Hell yeah, very creative ideas in a non conventional vehicle, nice job as usual guys! Love it......


----------



## DavidRam (Nov 2, 2014)

Very nice job! I know how challenging a Wrangler can be...


----------



## Victor_inox (Apr 27, 2012)

More I look at your installs more I want to drive to Cali, drop my vehicle in your shop for a week and take a vacation.


----------



## rockinridgeline (Feb 2, 2009)

Love the way you guys creatively solve problems. Another great build!
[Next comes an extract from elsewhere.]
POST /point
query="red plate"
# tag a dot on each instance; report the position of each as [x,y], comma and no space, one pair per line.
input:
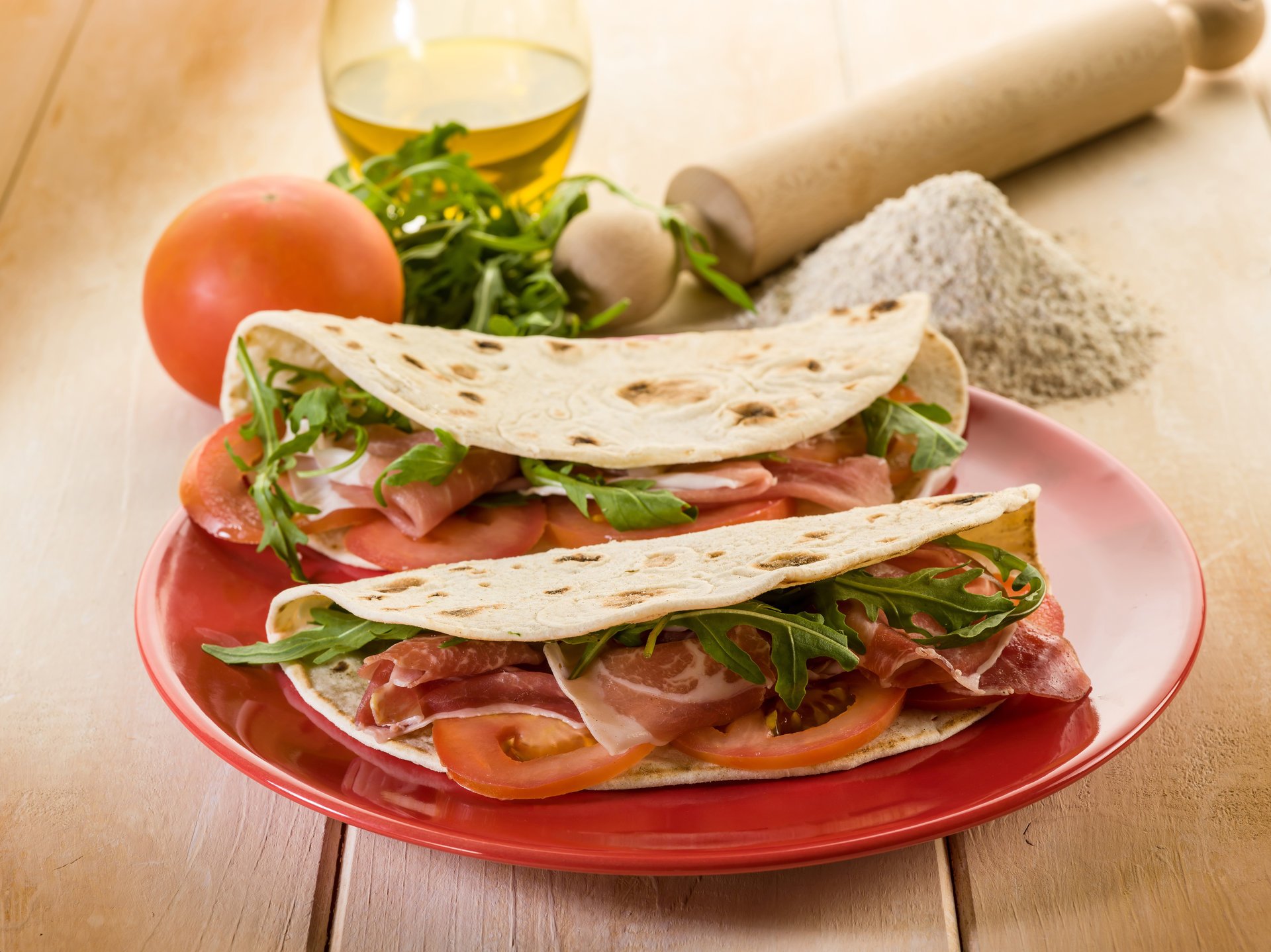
[1104,533]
Sent from my SAMSUNG-SM-N920A using Tapatalk


----------



## simplicityinsound (Feb 2, 2007)

Victor_inox said:


> More I look at your installs more I want to drive to Cali, drop my vehicle in your shop for a week and take a vacation.


its not THAT far


----------



## Victor_inox (Apr 27, 2012)

simplicityinsound said:


> its not THAT far


 About 20 hours drive. I drove it once. duable.


----------



## Viggen (May 2, 2011)

Great work.... Always impressed with what you do and since I own a similar vehicle (wrangler unlimited rubicon hard rock) I have been attempting to figure out what to do with the oem stereo.

I have seen other people do subs under those seats, a pair of 10's just like what you did. I think it's the best way to go. Are those enclosures something you are willing to reproduce/sell?

Same with those A pillar tweeter mounts, never been a fan of big bulky pods and what you did looks great, any interest in selling those?


----------



## DLO13 (Oct 24, 2010)

Bing - Great build as usual.




> then jesse fabricated the top grille, and embedded neodymium magnets in them to allow them to attach to the subbox, and also fabricated the rings for the top mount grille:


I just have one question: Why the hell would you use neodymium magnets instead of ceramic or ferrite? Does it enhance the sound quality of the sub?


----------



## miztahsparklez (Jan 11, 2006)

Because they are small and strong, holding the grille in


Sent from my iPhone using Tapatalk


----------



## simplicityinsound (Feb 2, 2007)

yeah, they are the ones strong enough to hold a big grille in. for something like a ferrite magnet it would be HUGE


----------



## DLO13 (Oct 24, 2010)

simplicityinsound said:


> yeah, they are the ones strong enough to hold a big grille in. for something like a ferrite magnet it would be HUGE



But do you find that they are strong enough to cause mechanical issues for the subwoofer?


----------



## miztahsparklez (Jan 11, 2006)

DLO13 said:


> But do you find that they are strong enough to cause mechanical issues for the subwoofer?



They serve no purpose but to hold the grille in...... 


Sent from my iPhone using Tapatalk


----------



## theksmith (Dec 2, 2014)

impressive attention to detail, nicely done!


----------



## bigharv (Mar 26, 2014)

Another great install from SIS. Your build logs have inspired me to plan my own upcoming install WAY beyond my initial intentions. Keep 'em coming!


----------